Blu-ray Discs’ Colorful World

Via The Wall Street Journal

By Joe Morgenstern

If you think Blu-ray discs are just another way to separate consumers from their hard-earned cash, you've got another think-and a closer look-coming. This relatively new high-definition formatt delivers brilliantly on its promise.

In a stream of Blu-ray titles that will soon become a torrent, the standout so far is "Avatar," which was released last month in a two-disc combo package that includes a standard-def DVD. Be forewarned that this is the movie-in 2-D-and nothing more; subsequent packages will offer special features, additional footage and, before too long, 3-D. Be enticed, however, by the astonishing quality of the images and the sound. On a good hi-def display this disc makes the concept of home theater truly theatrical. The absence of 3-D is a loss, especially in lyrical interludes with those enchanting phosphorescent floaters and aerial jellyfish, but not so much of a loss, or none at all, in action sequences that depend on movement and mass. When Pandora's giant Hometree falls, it's an in-home calamity.

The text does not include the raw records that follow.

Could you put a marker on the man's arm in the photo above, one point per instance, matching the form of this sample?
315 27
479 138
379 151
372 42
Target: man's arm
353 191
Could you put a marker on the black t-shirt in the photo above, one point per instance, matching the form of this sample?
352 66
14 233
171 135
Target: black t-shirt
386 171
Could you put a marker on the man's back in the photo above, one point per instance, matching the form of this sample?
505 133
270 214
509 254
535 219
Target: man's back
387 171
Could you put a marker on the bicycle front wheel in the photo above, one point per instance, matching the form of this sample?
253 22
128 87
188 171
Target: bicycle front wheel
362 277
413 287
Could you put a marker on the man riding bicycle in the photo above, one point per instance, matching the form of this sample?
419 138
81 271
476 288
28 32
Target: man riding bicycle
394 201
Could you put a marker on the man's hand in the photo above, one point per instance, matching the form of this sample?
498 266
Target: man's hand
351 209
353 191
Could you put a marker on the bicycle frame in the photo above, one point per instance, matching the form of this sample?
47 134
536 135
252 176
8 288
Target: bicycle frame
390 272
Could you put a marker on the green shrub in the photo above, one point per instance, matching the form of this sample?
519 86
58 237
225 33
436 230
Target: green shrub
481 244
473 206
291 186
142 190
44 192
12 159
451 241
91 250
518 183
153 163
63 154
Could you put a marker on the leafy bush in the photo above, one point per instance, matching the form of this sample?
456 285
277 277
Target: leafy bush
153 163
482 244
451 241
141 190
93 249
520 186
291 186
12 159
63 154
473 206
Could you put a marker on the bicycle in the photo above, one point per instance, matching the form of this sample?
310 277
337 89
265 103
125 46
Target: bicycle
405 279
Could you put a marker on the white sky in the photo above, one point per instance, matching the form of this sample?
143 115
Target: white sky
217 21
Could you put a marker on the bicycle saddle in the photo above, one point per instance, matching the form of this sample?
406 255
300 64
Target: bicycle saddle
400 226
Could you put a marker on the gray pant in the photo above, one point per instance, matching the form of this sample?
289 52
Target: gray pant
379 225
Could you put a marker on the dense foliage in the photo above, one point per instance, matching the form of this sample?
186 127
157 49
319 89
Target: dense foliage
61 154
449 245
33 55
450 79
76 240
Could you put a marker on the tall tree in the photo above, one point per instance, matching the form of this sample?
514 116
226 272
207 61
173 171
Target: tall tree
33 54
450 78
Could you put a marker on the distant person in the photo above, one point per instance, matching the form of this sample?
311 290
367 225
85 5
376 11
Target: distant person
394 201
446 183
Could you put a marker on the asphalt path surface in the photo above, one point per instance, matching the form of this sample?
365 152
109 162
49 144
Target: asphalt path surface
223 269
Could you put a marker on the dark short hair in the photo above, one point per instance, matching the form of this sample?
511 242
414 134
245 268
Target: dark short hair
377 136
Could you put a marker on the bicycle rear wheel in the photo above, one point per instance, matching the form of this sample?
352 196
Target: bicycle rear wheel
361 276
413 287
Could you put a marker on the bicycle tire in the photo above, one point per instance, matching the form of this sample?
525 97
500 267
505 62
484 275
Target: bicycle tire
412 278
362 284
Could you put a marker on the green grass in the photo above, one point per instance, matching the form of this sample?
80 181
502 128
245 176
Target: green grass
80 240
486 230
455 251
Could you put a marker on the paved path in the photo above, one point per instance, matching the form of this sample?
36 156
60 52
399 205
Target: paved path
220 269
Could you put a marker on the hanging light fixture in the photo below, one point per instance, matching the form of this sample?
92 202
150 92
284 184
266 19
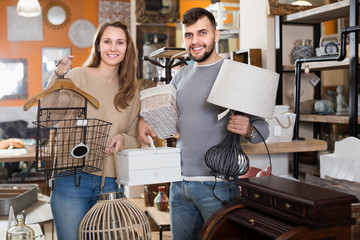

'Stop Making Sense' makes another kind of sense as a Blu-ray release. It isn't that Jonathan Demme's Talking Heads concert film-one of the best concert films ever made, by the way-looks significantly better than it does on a conventional DVD. Every format is limited by the quality of the source material, and Jordan Cronenweth's cinematography was admirable though not exceptional. But the concert sounds remarkably better, because 'Stop Making Sense' was, in 1985, the first film to be recorded entirely in digital audio, and Blu-ray discs have the storage capacity to precisely replicate studio masters. This disc is a feast for sore ears.